In case 1, the locale name is entered and the terminating new-line discarded. In the implementation used to build the examples in this article (Microsoft's Windows NT), 'american', 'french', 'german', 'spanish', and 'swedish' are valid locale names.
Since the category macro LC_ALL is used, the call to setlocale in case 2 attempts to establish the user-specified locale as the current default for all locale categories. If this is not possible, the function returns a null pointer.
In case 3, the program calls getchar to read a single character from the input. Since isalpha is locale-specific, letters other than Roman A-Z and a-z can be accepted, as shown by the output from case 4.
The output from case 5 shows that printf is also locale-specific. In some countries, the comma is used as the decimal-point character.
The function strftime provides date and time information formatted in a locale-specific manner. As shown, the day, month, and year order and separators can vary from one country to another. Also, users can get day and month names in their native language.

Approaches to Using Locales
You can use locales three different ways:

Never call setlocale at all. By default, all processing will be done using locale "C", giving a "USA-English" mode of operation. This approach is simple; it's what we've had these past 20+ years.

At the start of main, call setlocale(LC_ALL, "") once to establish all categories to the native locale, whatever that may be. This approach is fairly straightforward; all locale-specific functions do their thing and you work in (presumably) your native environment. However, you should consider the case where a program built using this approach is run in an environment where the native locale is unknown. Will the program behave in a reasonable manner or did you hardcode something that really is locale-specific?
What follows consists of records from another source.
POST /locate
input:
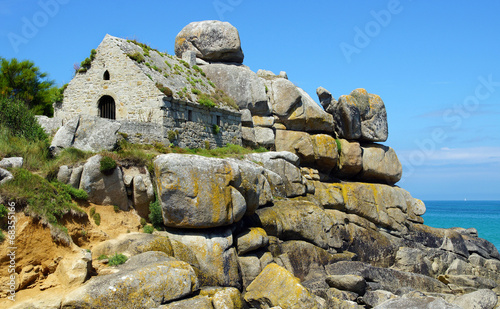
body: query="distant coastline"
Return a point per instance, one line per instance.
(482, 215)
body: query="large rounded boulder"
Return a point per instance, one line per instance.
(212, 40)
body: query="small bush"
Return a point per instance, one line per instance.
(149, 229)
(97, 218)
(108, 165)
(166, 91)
(206, 101)
(77, 194)
(3, 211)
(138, 57)
(19, 120)
(155, 216)
(215, 129)
(117, 259)
(339, 145)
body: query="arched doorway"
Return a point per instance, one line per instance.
(107, 107)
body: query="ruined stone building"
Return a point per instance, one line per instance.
(155, 97)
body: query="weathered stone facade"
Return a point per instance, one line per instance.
(117, 87)
(189, 125)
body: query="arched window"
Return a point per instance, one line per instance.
(107, 107)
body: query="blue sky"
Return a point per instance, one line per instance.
(435, 64)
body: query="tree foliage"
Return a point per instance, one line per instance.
(24, 81)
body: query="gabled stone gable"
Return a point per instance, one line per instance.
(135, 94)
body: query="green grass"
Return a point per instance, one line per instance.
(149, 229)
(48, 201)
(108, 165)
(117, 259)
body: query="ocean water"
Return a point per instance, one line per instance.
(481, 215)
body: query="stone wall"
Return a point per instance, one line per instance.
(142, 132)
(136, 96)
(189, 125)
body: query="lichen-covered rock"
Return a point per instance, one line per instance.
(350, 161)
(373, 116)
(197, 302)
(12, 162)
(103, 189)
(251, 239)
(424, 302)
(215, 254)
(87, 133)
(380, 164)
(482, 299)
(299, 143)
(143, 193)
(347, 118)
(305, 260)
(292, 220)
(145, 281)
(196, 192)
(387, 279)
(75, 269)
(275, 286)
(212, 40)
(353, 283)
(325, 152)
(241, 84)
(282, 172)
Use multiple locales by switching some or all categories back and forth from one locale to another. This approach requires more care since you must keep careful track of the current mode of each locale category as you go, making sure to not make unreasonable assumptions along the way. Another concern is whether all locales are known in advance to the programmer or whether one or more are supplied at run time.

Locale Names
The spelling of a locale name is unspecified by Standard C; a locale name is simply an implementation-defined string. As such, it may contain multibyte characters. Consider the case of a locale designed to support data processing in Germany. A few possible spellings for that locale's name are "german", "deutsch", "deitser", "alemn", and "allemand", along with their uppercase equivalents or with leading capital letters. It depends on the programmers' cultural background and native language as to which form they would prefer or expect to see or use.
Hard-coding locale names is probably a bad idea, particularly if portability is an issue. If not, you might question this advice. However, consider the case where your implementation does not support a locale that you need. If that implementation provides a way to add locales, the locale may come from another vendor or user. And its name may be out of your control. Of course, if that implementation does not provide a way to integrate third-party locales, you may have to move to one that does, and that is a port!
In any event, for the purposes of this discussion we will use a header called "locnames.h" which contains macros whose names are of the form LOC_*. For example:

#define LOC_Ameri can "american" #define LOC_Arabic "arabic" ... #define LOC_French "french" #define LOC_German "german" ... #define LOC_Spanish "spanish" #define LOC_Swiss "swiss"
This user-defined and maintained header can contain conditional-compilation directives as necessary, to accommodate different locale name spellings.
Clearly, it is useful to hide the real locale name spelling from the programmer. However, when the value of a locale name macro is displayed directly, the user will see the underlying spelling. If that is undesirable, the name of the macro can be displayed instead, as shown in Listing 3.
The macro STR is defined in "locnames.h" using:
#define STR(x) #x
The possible outputs now become:
Established locale LOC_German
or
Can't establish locale LOC_German
Locale Categories
A locale can be established for all locale-specific operations or for just a subset, depending on the category specified in a call to setlocale. Standard C defines six category macros in locale.h:

LC_ALL — This category includes all other categories.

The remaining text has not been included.